"Outline of Psychoanalysis, An"
"OUTLINE OF PSYCHOANALYSIS, AN"
"An Outline of Psychoanalysis" was never completed. Freud, returning to an earlier project of providing an overview of psychoanalysis, began writing it in Vienna in 1938 as he was waiting to leave for London. By September 1938 he had written three-quarters of the book, which was published in 1940, a year after his death.
Composed of three sections, the "Outline" opens with a description of the psychic apparatus, including its spatial organization and differentiation into agencies. The ego, which develops through contact with the outside world, attempts to reconcile the needs of the id, the superego, and reality. The id represents the hereditary past, the superego, tradition. Drives, which are basically conservative and located in the id, represent somatic needs for the psyche. Eros and the destruction, or death, impulse, whether antagonists or combined in biological functions, are the two fundamental impulses.
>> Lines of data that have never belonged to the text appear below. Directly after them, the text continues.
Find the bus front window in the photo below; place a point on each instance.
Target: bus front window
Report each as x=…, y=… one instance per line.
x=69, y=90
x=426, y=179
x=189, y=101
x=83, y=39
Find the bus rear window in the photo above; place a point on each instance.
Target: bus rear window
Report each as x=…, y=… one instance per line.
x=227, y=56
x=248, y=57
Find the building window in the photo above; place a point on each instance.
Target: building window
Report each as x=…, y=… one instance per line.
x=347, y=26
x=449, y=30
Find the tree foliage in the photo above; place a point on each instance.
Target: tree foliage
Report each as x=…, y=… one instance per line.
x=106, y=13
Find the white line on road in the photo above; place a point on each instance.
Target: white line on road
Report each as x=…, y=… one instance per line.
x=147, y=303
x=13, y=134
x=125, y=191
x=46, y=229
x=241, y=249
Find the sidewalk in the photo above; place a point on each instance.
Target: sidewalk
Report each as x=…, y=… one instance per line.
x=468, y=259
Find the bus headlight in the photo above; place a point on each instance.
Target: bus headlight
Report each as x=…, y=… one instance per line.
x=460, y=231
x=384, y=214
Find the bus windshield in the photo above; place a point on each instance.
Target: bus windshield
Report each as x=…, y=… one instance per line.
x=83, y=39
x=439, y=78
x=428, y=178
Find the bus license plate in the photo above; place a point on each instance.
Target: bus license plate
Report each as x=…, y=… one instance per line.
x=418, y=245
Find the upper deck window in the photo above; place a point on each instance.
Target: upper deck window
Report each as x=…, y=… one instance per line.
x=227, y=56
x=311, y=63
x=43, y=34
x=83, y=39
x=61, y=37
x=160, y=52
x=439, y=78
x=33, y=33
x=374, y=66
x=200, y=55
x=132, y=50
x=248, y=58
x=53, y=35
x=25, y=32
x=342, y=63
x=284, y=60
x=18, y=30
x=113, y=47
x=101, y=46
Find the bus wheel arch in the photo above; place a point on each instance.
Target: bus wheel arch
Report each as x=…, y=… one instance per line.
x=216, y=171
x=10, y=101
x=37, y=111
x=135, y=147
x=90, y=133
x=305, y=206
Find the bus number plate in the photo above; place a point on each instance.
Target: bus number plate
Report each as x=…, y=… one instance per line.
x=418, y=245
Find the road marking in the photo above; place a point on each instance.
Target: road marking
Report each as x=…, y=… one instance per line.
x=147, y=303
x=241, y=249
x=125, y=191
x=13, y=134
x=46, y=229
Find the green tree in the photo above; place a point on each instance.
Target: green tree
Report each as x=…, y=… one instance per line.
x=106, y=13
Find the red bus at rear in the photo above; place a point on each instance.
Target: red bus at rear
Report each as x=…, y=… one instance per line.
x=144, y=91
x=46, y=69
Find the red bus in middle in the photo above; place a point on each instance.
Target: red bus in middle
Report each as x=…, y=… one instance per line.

The libido is the energy of Eros. The libido of the ego is characterized by its narcissistic mobility toward objects. The sexual function, whose somatic sources are the erogenous zones, undergoes a two-phase development process, including a latency phase. The infantile period, which is later forgotten (infantile amnesia), is characterized by the succession of the oral, sadistic-anal, and phallic phases in both sexes. A genital phase of instinctual integration completes sexual organization at puberty. The realization of normality depends on quantitative factors.
Psychic processes can have three qualities: conscious, preconscious, or unconscious. The first two are related to the ego, the last to the id. The ego receives perceptions whose origins—external or internal—it distinguishes by testing them against reality. The id is formed of primitive and repressed contents. The difference in psychic qualities is primarily a function of the laws of energy that govern the processes: primary, with free energy in the case of the id, secondary, with bound energy in the case of the ego. A sleep impulse drives the ego to return to the life of the womb, with a weakening of the anti-cathexis of the ego; studying dreams can help us understand the laws of the primary process.
Analysis assumes an alliance between the "fundamental rule" of the analysand and knowledge and discretion on the part of the analyst. Transfer, the true driving force behind analysis, can help in a "post-educational" process. The strengthening of the ego is combined with the difficult work of removing various forms of resistance, with those arising from the defusion of impulses being the most difficult to resolve.
Neurosis, which has no specific causes, is associated with the traumatic effects of early infancy and education on an ego that is not fully formed, the two-phase nature of human sexuality, and partially repressed impulses. The first object is the mother, the "first seductress," the prototype of all subsequent love relationships. The Oedipus complex and the castration complex are organized differently depending on sex, with fantasies helping to perpetuate bisexual conflicts and identification (psychic bisexuality). Unlike the id, the ego, in contact with the outside world, understands the reality principle and self-preservation by signaling our anxiety. The child with an immature ego represses its sexuality and the Oedipal complex out of fear of losing the love of its parents, who provide its security. Even during psychosis, a part of the psychic apparatus can maintain a normal relationship with reality, reflecting a split in the ego. This split, which arises from a denial of perception, is observed in the fetishist or during development when the growing child is faced with the requirements of reality.
In neurosis, the habitual conflict is distinct, from a topographical point of view, pitting the ego and the id against one another. After the age of five, we see the emergence of the superego, the heir to the Oedipus complex, resulting from the child's identification with the parents. An intermediary between the ego and id, the superego represents the past of the child's civilization, an exterior world that is converted into an internalized past.
For Freud the "Outline" introduced no new insights, an opinion shared by Ernest Jones. The text illustrates Freud's constant reference to an economic point of view, with an emphasis on quantitative factors. It focuses on an examination of the ego and deepens his understanding of splitting. Eros, the agent of union, reunites sexuality and love, and the object is here given a predominant place.
Freud, Sigmund. (1940a ). "Abriss der Psychoanalyse," Internat. Zschr. Psychoanal. Imago, 25, pp. 7-67; G.W. , XVII, 63-138; An outline of psychoanalysis. SE 23: 139-207.
Jones, Ernest. (1953-1957). Sigmund Freud: Life and work. London: Hogarth Press.
Nunberg, Hermann. (1950). A commentary on Freud's "An Outline of Psychoanalysis," Psychoanalytic Quarterly, 19 (2), 227-250.